米通商代表部(USTR)は4月27日、2018年版スペシャル301条報告書PDFファイル(外部サイトへ、新しいウィンドウで開きます)を公表した。同報告書は1974年米国通商法182条に基づき、知的財産権保護が不十分な国や知的財産権をビジネスの軸とする米国企業などに対し公正かつ公平な市場アクセスを認めない国を特定するもの。USTRは調査対象国のうち、特に懸念のある国を警戒レベルの高い順に「優先国」「優先監視国」「監視国」に指定する。今回、優先国に指定された国はなかった。ライトハイザーUSTR代表は「米国企業のアイデアや想像力が米国の経済成長を促進している。米国の知的財産権の保護がトランプ政権の最優先事項だ」と述べた。

USTRは知的財産保護に重大な懸念がある優先監視国に、新たにカナダとコロンビアを追加し12カ国(アルジェリア、アルゼンチン、カナダ、チリ、中国、コロンビア、インド、インドネシア、クウェート、ロシア、ウクライナ、ベネズエラ)とした。2017年版の報告書で優先監視国であったタイは、2017年12月に行われたサイクル外審査(Out-Of-Cycle Review)で監視国に引き下げられた(注)。カナダは知的財産権保護の取り組みが遅れているとし、特にカナダを通じて流入する模造品や海賊品に対する税関の検閲不足を挙げ、国境における脆弱(ぜいじゃく)な監視体制を指摘した。また、医薬品、著作権、地理的表示制度に対する知的財産保護の体制、および手続きの不透明さを懸念点として挙げた。コロンビアは、著作権法の改定をはじめとする米国・コロンビア自由貿易協定(FTA)における義務を長年にわたり果たしていないとした。また、知的財産権保護に関する取り組みの進捗を監督するため、コロンビアをサイクル外審査の対象とした。

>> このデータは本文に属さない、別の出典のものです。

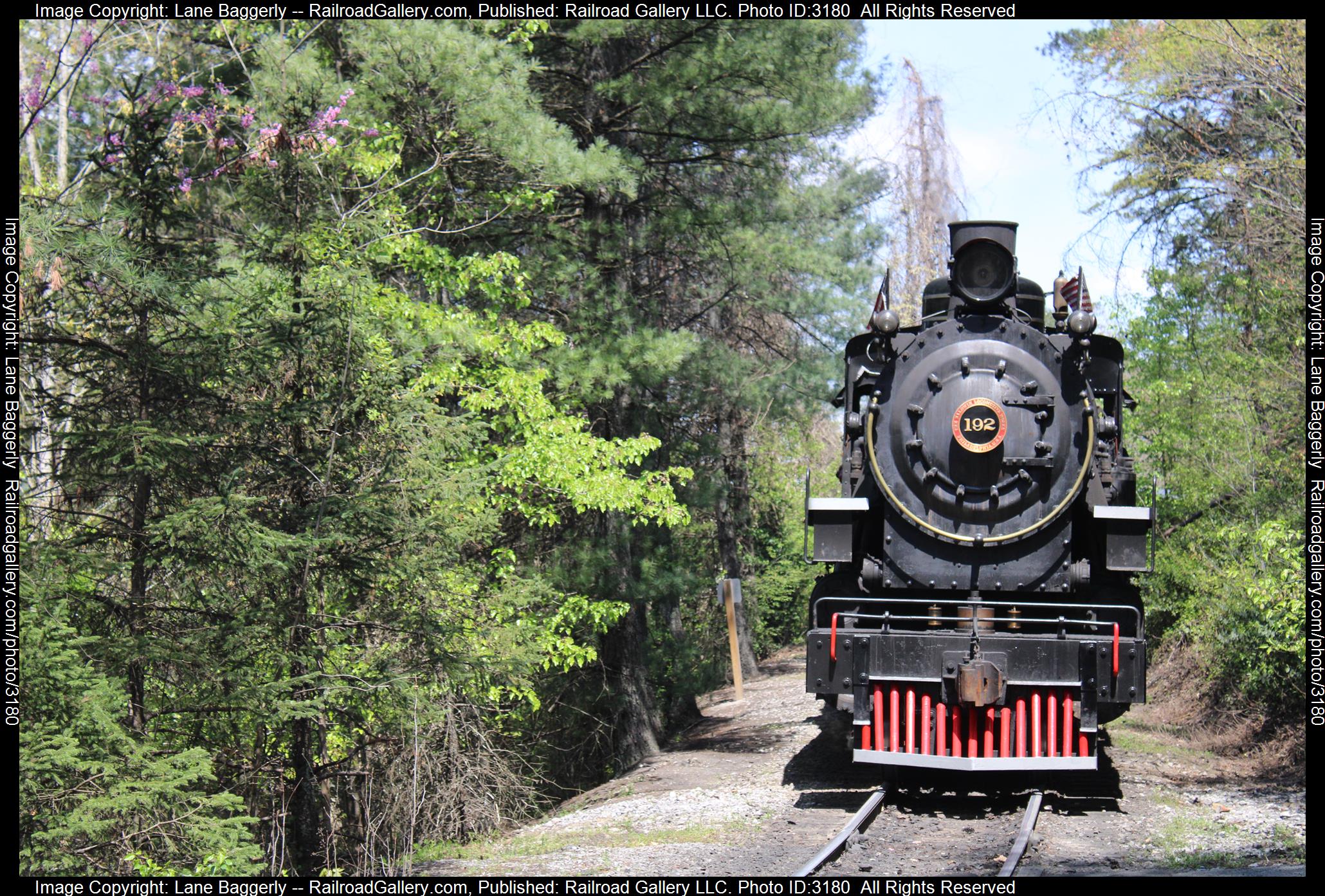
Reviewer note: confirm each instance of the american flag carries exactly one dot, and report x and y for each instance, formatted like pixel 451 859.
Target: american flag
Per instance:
pixel 1076 293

中国は14年連続で優先監視国に特定された。広範にわたる知的財産の侵害が著しいとして、強制的な技術移転措置、効果的な知的財産保護に対する妨害、企業秘密の窃盗、インターネット上での著作権侵害、模造品の製造などを問題点として挙げた。USTRの担当者は、「中国は米国を含む外国企業に対して、知的財産の中国国内への移転を前提条件とするなど不公平な要求を続けている」とし、知的財産保護のための抜本的な改善を行っていない、と指摘した(通商専門誌「インサイドUSトレード」4月27日)。

知的財産保護が不十分な監視国には24カ国(バルバドス、ボリビア、ブラジル、コスタリカ、ドミニカ共和国、エクアドル、エジプト、ギリシャ、グアテマラ、ジャマイカ、レバノン、メキシコ、パキスタン、ペルー、ルーマニア、サウジアラビア、スイス、タジキスタン、タイ、トルコ、トルクメニスタン、アラブ首長国連連邦、ウズベキスタン、ベトナム)が特定された。

(注)年に1度の定期的な審査とは別に行われる、不定期の審査。サイクル外審査の結果によっても、優先監視国や監視国などのステータスの変更が行われる。